Personal information
- Full name: Robert Peter Bradley
- Born: 10 September 1924 Preston, Victoria
- Died: 4 August 1999 (aged 74)
- Original team: Moonee Ponds YCW
- Height: 177 cm (5 ft 10 in)
- Weight: 76 kg (168 lb)

Playing career^{1}
- Years: Club / Games (Goals)
- 1947–1950: Essendon / 62 (5)
- 1952–1953: Camberwell / 38 (39 plus)
- ^{1} Playing statistics correct to the end of 1950.

= Bob Bradley (footballer) =

Australian rules footballer (1924–1999)

Robert Peter Bradley (10 September 1924 - 4 August 1999) was an Australian rules footballer who played for Essendon in the VFL during the late 1940s.

Bradley attended St Joseph's CBC North Melbourne in the period around 1938 to 1940. While at school he developed his sporting abilities, eventually gaining places in its senior cricket team and senior football team in 1940. He served as a leading aircraftman in the Royal Australian Air Force during the Second World War.

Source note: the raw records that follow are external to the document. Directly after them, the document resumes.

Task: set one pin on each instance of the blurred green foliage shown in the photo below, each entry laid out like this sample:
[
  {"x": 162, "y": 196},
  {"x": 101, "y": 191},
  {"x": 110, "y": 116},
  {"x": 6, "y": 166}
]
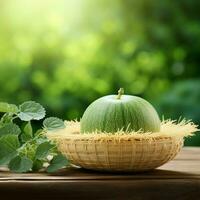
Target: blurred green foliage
[{"x": 66, "y": 53}]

Bradley went on to join his local club and was one of Essendon's wingmen in their strong Dick Reynolds led side. They made the grand final in each of the four seasons which Bradley played and he was part of three of them. After playing in losing grand finals in his first two seasons he was a member of Essendon's 1949 premiership team. It was the 1950 decider that he missed out on, due to a shoulder injury.